It’s the day after yet another explosion in the Afghan capital, Kabul, this time at a voter registration centre. Another 69 innocent Afghans confirmed killed (so far) and another 120 injured. My colleague Reza Hussaini and I are sat in our office, each scrolling through Facebook posts, trying to avoid the most graphic and bloody photos of the bombing.
We are working together on a project examining Afghanistan’s migration decisionmaking, policymaking and migration culture. For months, we’ve been asking what makes someone go, what makes someone stay, and why people change their minds about going or staying.
Over the past 18 months, we’ve been interviewing families from different ethnic groups at regular intervals. All feel the same insecurity; all worry whether those who go to work or to school will return in the evening. But the fear is particularly sharp in the Hazara community, a primarily Shia minority group who have been specifically targeted.

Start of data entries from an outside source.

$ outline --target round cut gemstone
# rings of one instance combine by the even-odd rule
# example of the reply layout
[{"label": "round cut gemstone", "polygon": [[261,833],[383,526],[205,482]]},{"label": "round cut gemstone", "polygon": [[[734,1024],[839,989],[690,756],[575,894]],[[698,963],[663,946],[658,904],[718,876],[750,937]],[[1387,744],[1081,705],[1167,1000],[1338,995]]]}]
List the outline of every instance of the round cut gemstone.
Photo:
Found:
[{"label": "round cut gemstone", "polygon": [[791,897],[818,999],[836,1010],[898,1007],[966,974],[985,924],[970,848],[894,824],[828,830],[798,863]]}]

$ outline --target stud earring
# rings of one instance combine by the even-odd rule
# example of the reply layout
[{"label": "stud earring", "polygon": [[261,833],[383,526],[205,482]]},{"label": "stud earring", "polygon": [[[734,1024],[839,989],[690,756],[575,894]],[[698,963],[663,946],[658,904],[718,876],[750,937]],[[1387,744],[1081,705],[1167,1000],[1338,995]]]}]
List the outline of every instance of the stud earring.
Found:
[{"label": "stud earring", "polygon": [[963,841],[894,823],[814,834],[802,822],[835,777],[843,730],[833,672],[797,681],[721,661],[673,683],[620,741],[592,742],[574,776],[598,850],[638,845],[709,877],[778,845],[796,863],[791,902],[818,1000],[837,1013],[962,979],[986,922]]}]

The voter registration centre bombing happened in the neighbourhood of Dashte Barchi, which I know very well. When I first came to Kabul six years ago, it was the area where I felt most at ease, with no outward signs of insecurity. Visiting the area recently for the first time in months, I was shocked by the number of heavily armed police and police vehicles, especially surrounding Marafat school, which was hosting an annual school celebration. My companion, a Hazara, confessed to feeling afraid, wondering if there would be an attack.
Reza, like three other members of my team, is Hazara himself, and Barchi is the heart of their community. He tells me that since the April 22 bombing, the phone has not stopped ringing, as friends call to ask what to do now.
Some are calling for a demonstration, but most say there’s no point. “It doesn’t have any effect, the government doesn’t care about us. It will just bring us together as another target for another attack.”
Some suggest now is the time to leave, that they have already sacrificed so many of their people and cannot sacrifice any more. Some reject that: “No, that is exactly what these people want,” said one. “They want to drive us across the borders.” Others argue that the so-called Islamic State (IS) is targeting Shia Muslims because they don’t want the Hazara to participate in this year’s elections.
Still others argue that “we need to arm ourselves again – we need to defend ourselves”. They take to social media to declare that the time for crying is done, and now is the time to channel those emotions into anger and fight. But fight against whom? IS, which has been active in Afghanistan for some years, claimed this attack, but some are blaming the government, arguing that since it’s unable or unwilling to provide security, they will have to take matters into their own hands.
The fear in this community is palpable. Most of this year’s bombings have targeted the Hazara; in 2017, there were four major attacks on the Hazara community in Kabul, but there have been three in the past six weeks alone.
Later in the afternoon, I attend a performance based on our research by the Theatre Department at Kabul University. The performance is not as tight or as focused as it should be. At the final curtain call, one of the students tries to pay tribute to those who died but collapses, unable to speak.
I look out into the audience and wonder how many are deciding to leave their homes – and how many will be able to stay.